When I re-ran the ingest script to re-create the embeddings index, I ran the same test query I always ran, and got a result I was not expecting. In essence, it couldn't answer the question. Any theory as to why the llm could have gotten "dumber"?

snexus commented 8 months ago

When I re-ran the ingest script to re-create the embeddings index, I ran the same test query I always ran, and got a result I was not expecting. In essence, it couldn't answer the question. Any theory as to why the llm could have gotten "dumber"?

It shouldn't happen, new functionality doesn't touch the embedding logic or querying logic. Can you see the proper chunks retrieved when using this version of the app?

Hisma commented 8 months ago

When I re-ran the ingest script to re-create the embeddings index, I ran the same test query I always ran, and got a result I was not expecting. In essence, it couldn't answer the question. Any theory as to why the llm could have gotten "dumber"?

It shouldn't happen, new functionality doesn't touch the embedding logic or querying logic. Can you see the proper chunks retrieved when using this version of the app?

Yep, this was on me. I added some new files to the db. When adding them, it caused the results of the search to be worse. When I deleted the new files and re-ran the search, I got the results I wanted.

However, I tried adding a new file and got and using the update on-the-fly button, and got this error - image

something caused my GPU to run out of memory.

snexus commented 8 months ago

Yep, this was on me. I added some new files to the db. When adding them, it caused the results of the search to be worse. When I deleted the new files and re-ran the search, I got the results I wanted.

Good to hear, you got me concerned for a moment, haha.

However, I tried adding a new file and got and using the update on-the-fly button, and got this error

Updating index requires additional GPU memory (since it uses the embedding model). Is it possible that you had the memory almost full and using the update caused an out-of-memory error as a result? Are you able please to test with a smaller model just that confirm that that's the problem (or monitor GPU VRAM usage to confirm that?)
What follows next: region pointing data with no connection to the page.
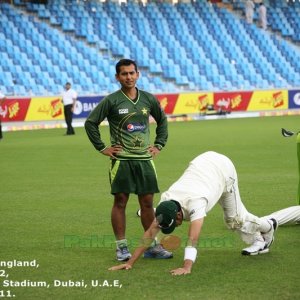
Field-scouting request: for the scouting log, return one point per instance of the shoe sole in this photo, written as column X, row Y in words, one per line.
column 157, row 257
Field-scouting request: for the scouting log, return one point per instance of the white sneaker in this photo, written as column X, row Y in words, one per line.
column 258, row 247
column 269, row 236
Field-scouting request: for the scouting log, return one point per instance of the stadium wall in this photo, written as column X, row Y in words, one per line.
column 50, row 108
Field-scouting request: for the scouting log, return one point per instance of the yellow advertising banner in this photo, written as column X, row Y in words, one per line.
column 44, row 109
column 268, row 100
column 192, row 103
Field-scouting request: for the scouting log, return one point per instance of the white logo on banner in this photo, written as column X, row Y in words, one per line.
column 297, row 99
column 78, row 108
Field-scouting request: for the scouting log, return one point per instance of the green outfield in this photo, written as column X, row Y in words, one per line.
column 55, row 209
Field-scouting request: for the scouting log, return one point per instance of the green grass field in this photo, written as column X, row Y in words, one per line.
column 55, row 209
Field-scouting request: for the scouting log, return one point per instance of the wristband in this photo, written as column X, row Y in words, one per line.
column 190, row 253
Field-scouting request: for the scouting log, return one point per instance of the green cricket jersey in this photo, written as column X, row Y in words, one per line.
column 129, row 124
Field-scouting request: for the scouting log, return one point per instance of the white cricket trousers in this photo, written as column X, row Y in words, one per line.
column 290, row 215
If that's the case - I am not sure what would be a good solution. Perhaps unload the model, do the indexing, reload the model?

Hisma commented 8 months ago

I have 2 GPUs and llama.cpp does a great job of auto-splitting models between the 2 cards. Here's what the model looked like before doing the embeddings update - image

Here's what happened when I tried to do the update - image

It loaded all the embeddings to the primary GPU, rather than recognize that there was a lot of empty space on the 2nd GPU.

So yes, I think the only way to do this elegantly is to unload the model, index, then reload.
How much effort that takes for you, I don't know if you think it is worth the effort. Doing manual indexing isn't too much work, though it does ultimately make the application have a more "POC" feel when app functionality is split between different arguments that need to be executed from a command-line.

snexus commented 8 months ago

Thanks for confirming, I will try to implement it in the next couple of days.

Doing manual indexing isn't too much work, though it does ultimately make the application have a more "POC" feel when app functionality is split between different arguments that need to be executed from a command-line.

You are right, having it in the same UI makes it a better experience, think it is worth the effort .

Hisma commented 8 months ago

Agreed, it looked so clean when all I had to do was press a button to update! It will be a very nice UI/UX once this gets properly implemented. And end users only need to interact with the cli to start the app (which is easy to automate w/ a script as I have done), and can then just leave the app running all times.

snexus commented 8 months ago

Pushed the changes to the same branch which hopefully will solve the problem - please test on your side when you have time. Thank you!

Hisma commented 8 months ago

Just tested. It works great. I made sure to watch GPU memory & it was able to load & unload no problem. Thank you!